Consider these habits options and track your habits using apps like Momentum Habit Tracker:
- Practice minimalism. Try removing stuff you don’t use or need and only keep stuff that is essential for daily living.
- Eat healthily and detoxify. Avoid taking food that won’t nourish your body, instead take vegetables and fruits.
- Start a workout routine. Try Balance and get a free one-year subscription to stretch your body parts.
- Journaling. Write about your past trips or experiences before the pandemic and now that you’re staying at home.
- Laugh. Even if you have to force it, laughing calms the mind and people around you. It makes you hopeful.
- Listen to or watch calming content (i.e. Music, Podcast, Movies or Audiobook). Try Pluto TV for free TV, Netflix, Apple Podcasts or Audible.
- Tidy up your apartment.
- Talk with a positive person or friends. Try Skype or FaceTime.

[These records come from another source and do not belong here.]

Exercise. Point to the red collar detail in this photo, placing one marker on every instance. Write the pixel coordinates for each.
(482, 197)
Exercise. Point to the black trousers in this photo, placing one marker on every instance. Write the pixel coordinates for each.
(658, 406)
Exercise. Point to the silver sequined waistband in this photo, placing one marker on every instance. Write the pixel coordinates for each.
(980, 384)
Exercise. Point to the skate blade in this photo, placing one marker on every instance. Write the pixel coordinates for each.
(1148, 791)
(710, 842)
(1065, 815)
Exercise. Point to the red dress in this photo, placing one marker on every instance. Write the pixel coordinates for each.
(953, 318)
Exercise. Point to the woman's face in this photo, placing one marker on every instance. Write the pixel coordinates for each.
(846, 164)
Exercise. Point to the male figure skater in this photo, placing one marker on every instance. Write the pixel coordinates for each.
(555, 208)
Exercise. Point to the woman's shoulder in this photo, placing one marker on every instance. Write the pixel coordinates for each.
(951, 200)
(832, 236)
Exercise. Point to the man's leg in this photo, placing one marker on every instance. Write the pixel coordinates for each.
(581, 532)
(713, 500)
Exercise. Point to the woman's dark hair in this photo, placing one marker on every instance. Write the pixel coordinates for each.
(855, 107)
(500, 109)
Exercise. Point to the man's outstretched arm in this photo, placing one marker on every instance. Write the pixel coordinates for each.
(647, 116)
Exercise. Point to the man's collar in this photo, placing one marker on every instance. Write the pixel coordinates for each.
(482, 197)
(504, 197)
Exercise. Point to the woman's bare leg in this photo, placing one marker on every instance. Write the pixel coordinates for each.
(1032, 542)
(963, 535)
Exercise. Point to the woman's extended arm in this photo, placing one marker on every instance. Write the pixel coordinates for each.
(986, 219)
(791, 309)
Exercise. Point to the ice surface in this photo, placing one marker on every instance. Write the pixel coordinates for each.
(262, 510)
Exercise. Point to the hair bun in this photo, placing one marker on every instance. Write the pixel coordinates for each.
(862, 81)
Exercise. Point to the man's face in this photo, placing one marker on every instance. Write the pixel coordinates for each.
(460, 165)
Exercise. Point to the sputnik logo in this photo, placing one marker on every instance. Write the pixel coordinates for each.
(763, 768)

- Mediate at least thirty minutes every day.
- Get more sleep.
- Stay hydrated with healthy beverages or just water.
- Practice deep breathing for at least two minutes. Try Apple Breathe.
- Reduce food waste and eat everything.
- See the news and global pandemic tickers moderately.
- Appreciate simple interactions from colleagues, friends or family.
- Identify your core group and refresh your relationship with family and friends.
Investing in your knowledge and constantly reading is fundamental, know that your mind is ever curious and that learning new things improves you personally and professionally.
Yet, there’s competition for our attention, we have social media and random obligations that fill our free moments, preventing us from reading even a single book in a year. Why not take this isolation period to invest in yourself, here are some free or inexpensive options you can consider and potentially grow your earnings and investment:
- Financial Education. Learning about Stocks, Real Estate and the difference between earned, passive and portfolio income.
- Start saving or investing. If you can save or invest this period, try RobinHood, Cowrywise, PiggyVest or Acorns.
- Read a book. Read about Space, Architecture, Construction, Telecommunication, Relationship, Lifestyle, or Finance.
- Get creative on the internet. Start a business online using Instagram Business, offer services like Maths Tutoring for kids staying at home or use Upwork for specialized talent.
- Learn new skills. Business, Learn to Code, Communication, Music and Art or anything.
- Picking up a new language using apps like Duolingo which offers free training and exercises that make learning fun.
- Enrol in an online university program or take an open online course.
- Attend online webinars. Try Meetup or search online for webinars.
Your busyness and working morning through bedtime could prevent you from finding time to try creative and fun activities. The point is, now more than ever, you need to draw a strict boundary between personal and professional life and reconnect with families, friends and relationship partner during this isolation period.